What really ended dinosaurs? A fresh scientific study suggests that an asteroid strike was not the sole factor in the dinosaurs’ demise. Volcanic activity may have contributed significantly by shaping the climate, challenging the long-standing belief that a meteorite alone sealed their fate.
This new evidence appears in a study published in Science Advances. The research, led by scholars from McGill University in Canada, sheds bright light on this enduring mystery and points to a more nuanced extinction scenario.
The investigation centers on the Deccan Traps, a vast plateau in western India formed by massive volcanic eruptions. Estimates suggest that about one million cubic kilometers of molten rock erupted, a cataclysm that could have cooled the global climate around 65 million years ago and influenced the mass extinction process.
Massive volcanic activity changed the atmosphere in ways that likely altered global temperatures and environmental conditions for extended periods, underscoring the role of climate stress in the dinosaur decline.
Scientists have calculated in the laboratory how much sulfur and fluorine were released into the atmosphere by these large eruptions that occurred roughly 200,000 years before the extinction event. The results are striking: sulfur emissions could have driven a drop in global temperatures, creating a volcanic winter scenario that persisted across multiple decades.
The researchers emphasize that climate conditions in that era were probably unstable, with repeated volcanic winters that lasted for decades. Such prolonged instability would have made life difficult for plants and animals alike and helped pave the way for the dinosaurs’ disappearance. The study thus contributes to a fuller explanation of the major extinction event that eventually allowed mammals and, much later, humans to evolve.
As for the discovery process itself, the team employed a new technique developed at McGill to decipher volcanic history from ancient rock samples. The method combines elements of chemistry and experimental science to estimate sulfur and fluorine emissions with a level of precision that echoes everyday cooking analogies.
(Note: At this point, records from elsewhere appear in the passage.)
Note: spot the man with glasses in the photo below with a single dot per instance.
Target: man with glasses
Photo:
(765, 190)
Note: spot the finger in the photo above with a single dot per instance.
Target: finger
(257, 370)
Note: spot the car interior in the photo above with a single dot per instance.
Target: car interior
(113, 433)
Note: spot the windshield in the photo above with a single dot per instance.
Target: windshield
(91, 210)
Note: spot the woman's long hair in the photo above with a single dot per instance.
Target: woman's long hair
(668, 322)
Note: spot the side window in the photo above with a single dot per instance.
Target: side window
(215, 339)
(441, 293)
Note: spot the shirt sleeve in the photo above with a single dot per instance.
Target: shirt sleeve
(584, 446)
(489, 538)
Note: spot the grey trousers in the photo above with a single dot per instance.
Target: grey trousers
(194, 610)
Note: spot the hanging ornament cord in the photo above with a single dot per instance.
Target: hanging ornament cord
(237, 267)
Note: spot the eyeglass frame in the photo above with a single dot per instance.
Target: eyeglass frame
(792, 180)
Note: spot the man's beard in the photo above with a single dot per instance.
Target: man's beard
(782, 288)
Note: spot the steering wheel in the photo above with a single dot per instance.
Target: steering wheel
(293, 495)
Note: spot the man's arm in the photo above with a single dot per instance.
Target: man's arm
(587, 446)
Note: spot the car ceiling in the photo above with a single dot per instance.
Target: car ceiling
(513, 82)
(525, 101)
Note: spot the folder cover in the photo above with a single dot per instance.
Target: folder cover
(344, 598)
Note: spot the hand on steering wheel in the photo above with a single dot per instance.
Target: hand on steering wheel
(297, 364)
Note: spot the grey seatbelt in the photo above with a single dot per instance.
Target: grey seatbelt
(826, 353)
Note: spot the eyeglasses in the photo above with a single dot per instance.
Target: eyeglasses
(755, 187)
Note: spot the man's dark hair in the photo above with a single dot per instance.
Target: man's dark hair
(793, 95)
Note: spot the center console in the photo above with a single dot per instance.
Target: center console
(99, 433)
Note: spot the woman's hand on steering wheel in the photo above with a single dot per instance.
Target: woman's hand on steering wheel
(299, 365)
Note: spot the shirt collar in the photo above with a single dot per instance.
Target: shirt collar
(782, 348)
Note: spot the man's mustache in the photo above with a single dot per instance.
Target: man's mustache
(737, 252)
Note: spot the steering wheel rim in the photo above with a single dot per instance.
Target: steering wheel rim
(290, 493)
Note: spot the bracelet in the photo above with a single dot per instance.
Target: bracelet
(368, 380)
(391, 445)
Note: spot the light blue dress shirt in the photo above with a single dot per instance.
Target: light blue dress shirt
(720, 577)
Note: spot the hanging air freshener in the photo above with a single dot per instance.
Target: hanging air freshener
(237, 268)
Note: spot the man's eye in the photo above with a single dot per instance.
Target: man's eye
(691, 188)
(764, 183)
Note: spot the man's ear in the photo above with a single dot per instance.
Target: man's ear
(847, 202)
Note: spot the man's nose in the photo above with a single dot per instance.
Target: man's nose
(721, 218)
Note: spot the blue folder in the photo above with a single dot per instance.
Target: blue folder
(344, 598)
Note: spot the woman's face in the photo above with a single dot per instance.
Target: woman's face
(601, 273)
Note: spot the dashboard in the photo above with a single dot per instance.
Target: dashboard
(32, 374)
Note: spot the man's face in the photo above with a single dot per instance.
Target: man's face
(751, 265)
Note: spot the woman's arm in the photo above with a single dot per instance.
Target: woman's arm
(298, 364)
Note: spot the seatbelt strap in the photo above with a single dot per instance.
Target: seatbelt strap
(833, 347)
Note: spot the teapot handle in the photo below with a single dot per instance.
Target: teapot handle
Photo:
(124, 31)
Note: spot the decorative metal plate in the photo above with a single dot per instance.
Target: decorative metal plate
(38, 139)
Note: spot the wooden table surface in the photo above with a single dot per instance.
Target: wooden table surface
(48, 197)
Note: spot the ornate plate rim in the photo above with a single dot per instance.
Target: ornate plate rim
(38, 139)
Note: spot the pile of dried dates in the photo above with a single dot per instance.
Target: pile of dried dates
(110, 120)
Picture making pasta at home. Water boils, salt is added, and pasta is introduced. Some salt leaches into the pasta, but not all. Similarly, as volcanic material cools, some elements become trapped within minerals. By analyzing these mineral-bound salts, scientists can back-calculate the amount of sulfur and fluoride released during eruptions, turning rock into a meteorologically meaningful record of past volcanic activity.
The geographic focus of the study spans several nations and institutions, with involvement from researchers in Italy, Norway, Sweden, England, the United States, and Canada. Their collaborative effort marks progress in the ongoing quest to reconstruct Earth’s ancient climate and contributes to our understanding of contemporary climate change in a long-term context.